The AIDS Memorial Quilt, a vast network of patches commemorating the lives of people who have succumbed to illnesses related to the disease, will return to San Francisco, where its first panels were created in 1987.
The quilt’s longtime steward, the NAMES Project Foundation, which is headquartered in Atlanta, will announce the move on Wednesday at a ceremony in Washington, which will be live-streamed at 11 a.m., where the House speaker, Nancy Pelosi, and other members of Congress are scheduled to attend. Next month, the quilt’s more than 50,000, 3-by-6-foot panels will move to the National AIDS Memorial in San Francisco, and its associated archive of 200,000 personal items and documentation will relocate to the American Folklife Center at the Library of Congress in 2020.
“This announcement honors the stewardship by the NAMES Project Foundation over the past three decades in passionately caring for the quilt and ensures its permanent home will continue to forever honor its history, the lives, struggles, despair, inequity and hope that it represents,” John Cunningham, executive director of the National AIDS Memorial, said in a statement.
At the height of the AIDS epidemic in the late ’80s, a group that included Cleve Jones, Mike Smith and Gert McMullin came together in San Francisco to create the quilt as a way to memorialize the names of loved ones who had died. Since then, the quilt has grown to include the names of more than 105,000 individuals and portions have been displayed worldwide, as well as on the Ellipse and the National Mall.

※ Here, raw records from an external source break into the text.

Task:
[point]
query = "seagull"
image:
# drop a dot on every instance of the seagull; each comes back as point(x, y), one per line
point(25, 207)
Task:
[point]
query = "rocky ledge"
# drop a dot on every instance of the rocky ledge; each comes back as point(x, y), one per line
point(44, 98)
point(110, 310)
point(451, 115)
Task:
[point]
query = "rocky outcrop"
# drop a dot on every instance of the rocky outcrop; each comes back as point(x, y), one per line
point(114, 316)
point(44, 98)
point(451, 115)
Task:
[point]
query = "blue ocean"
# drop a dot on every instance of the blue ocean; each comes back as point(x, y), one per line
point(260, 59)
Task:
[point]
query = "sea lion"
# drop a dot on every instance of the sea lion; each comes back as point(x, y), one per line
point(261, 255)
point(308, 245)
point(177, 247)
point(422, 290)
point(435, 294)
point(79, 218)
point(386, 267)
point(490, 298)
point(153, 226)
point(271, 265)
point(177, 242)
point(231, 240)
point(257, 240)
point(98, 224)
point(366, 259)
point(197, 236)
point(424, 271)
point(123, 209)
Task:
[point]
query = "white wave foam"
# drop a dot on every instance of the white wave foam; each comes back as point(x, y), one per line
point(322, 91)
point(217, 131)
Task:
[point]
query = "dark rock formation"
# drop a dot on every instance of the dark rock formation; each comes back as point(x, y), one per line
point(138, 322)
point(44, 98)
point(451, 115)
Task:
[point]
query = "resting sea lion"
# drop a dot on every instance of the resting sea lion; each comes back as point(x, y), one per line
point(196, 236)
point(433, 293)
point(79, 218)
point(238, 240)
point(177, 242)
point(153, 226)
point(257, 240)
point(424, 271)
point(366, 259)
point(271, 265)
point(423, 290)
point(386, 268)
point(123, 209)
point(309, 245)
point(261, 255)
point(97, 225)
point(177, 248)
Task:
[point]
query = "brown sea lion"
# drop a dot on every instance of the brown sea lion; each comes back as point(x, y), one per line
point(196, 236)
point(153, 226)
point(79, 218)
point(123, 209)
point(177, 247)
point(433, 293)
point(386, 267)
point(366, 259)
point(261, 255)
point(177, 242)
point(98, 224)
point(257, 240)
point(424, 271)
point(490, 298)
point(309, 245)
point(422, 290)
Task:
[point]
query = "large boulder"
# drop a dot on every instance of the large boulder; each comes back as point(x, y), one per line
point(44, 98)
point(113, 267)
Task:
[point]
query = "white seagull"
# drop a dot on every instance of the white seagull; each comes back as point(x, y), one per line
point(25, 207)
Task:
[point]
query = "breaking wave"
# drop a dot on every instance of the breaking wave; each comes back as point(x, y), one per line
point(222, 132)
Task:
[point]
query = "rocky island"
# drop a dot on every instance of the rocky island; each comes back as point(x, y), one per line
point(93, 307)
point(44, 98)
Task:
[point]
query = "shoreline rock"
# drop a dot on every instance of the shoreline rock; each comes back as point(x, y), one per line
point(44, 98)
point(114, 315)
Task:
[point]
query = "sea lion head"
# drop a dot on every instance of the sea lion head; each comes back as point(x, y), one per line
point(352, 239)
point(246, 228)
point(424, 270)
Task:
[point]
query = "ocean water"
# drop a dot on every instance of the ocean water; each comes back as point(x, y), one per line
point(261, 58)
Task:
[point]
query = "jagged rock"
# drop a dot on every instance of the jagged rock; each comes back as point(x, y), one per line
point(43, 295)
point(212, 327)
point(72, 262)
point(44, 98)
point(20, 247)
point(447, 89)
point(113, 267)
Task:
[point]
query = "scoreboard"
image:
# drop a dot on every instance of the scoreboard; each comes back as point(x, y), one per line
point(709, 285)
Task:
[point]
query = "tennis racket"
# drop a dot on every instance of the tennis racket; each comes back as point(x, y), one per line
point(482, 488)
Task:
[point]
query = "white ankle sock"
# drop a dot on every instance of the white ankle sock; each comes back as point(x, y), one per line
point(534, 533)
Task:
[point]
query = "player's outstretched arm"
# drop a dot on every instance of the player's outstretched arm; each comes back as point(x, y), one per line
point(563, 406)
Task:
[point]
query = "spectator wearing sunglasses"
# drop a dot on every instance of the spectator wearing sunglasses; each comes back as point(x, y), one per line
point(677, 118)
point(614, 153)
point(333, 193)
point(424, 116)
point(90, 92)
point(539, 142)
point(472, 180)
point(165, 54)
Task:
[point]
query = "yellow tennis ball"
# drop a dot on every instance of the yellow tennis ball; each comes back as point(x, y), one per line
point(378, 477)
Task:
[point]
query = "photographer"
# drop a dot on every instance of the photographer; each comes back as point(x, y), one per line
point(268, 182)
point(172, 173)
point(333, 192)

The National AIDS Memorial, which currently exists as a landscaped grove in Golden Gate Park, aims to incorporate the quilt in the physical Center for Social Conscience it plans to build. The Memorial and the NAMES Project Foundation will work together to provide programs associated with the quilt, like public education efforts, community displays and encouraging more people to create panels for those who have died of AIDS-related illnesses.
The Library of Congress will take ownership of the vast collection of biographical records associated with the names of those on the quilt, including photographs and news clippings, as well as documentation of the quilt’s creation. After the items are organized, the Library of Congress plans to make the archive available to researchers and the public.
“I feel very strongly that this is perhaps one of the most democratic memorials in existence because it’s literally made by the people for the people they love,” Julie Rhoad, the president and chief executive of the NAMES Project Foundation, said by phone. “The life of that person is on the quilt itself, but the survivors’ stories and the families’ stories are tied to the archives.”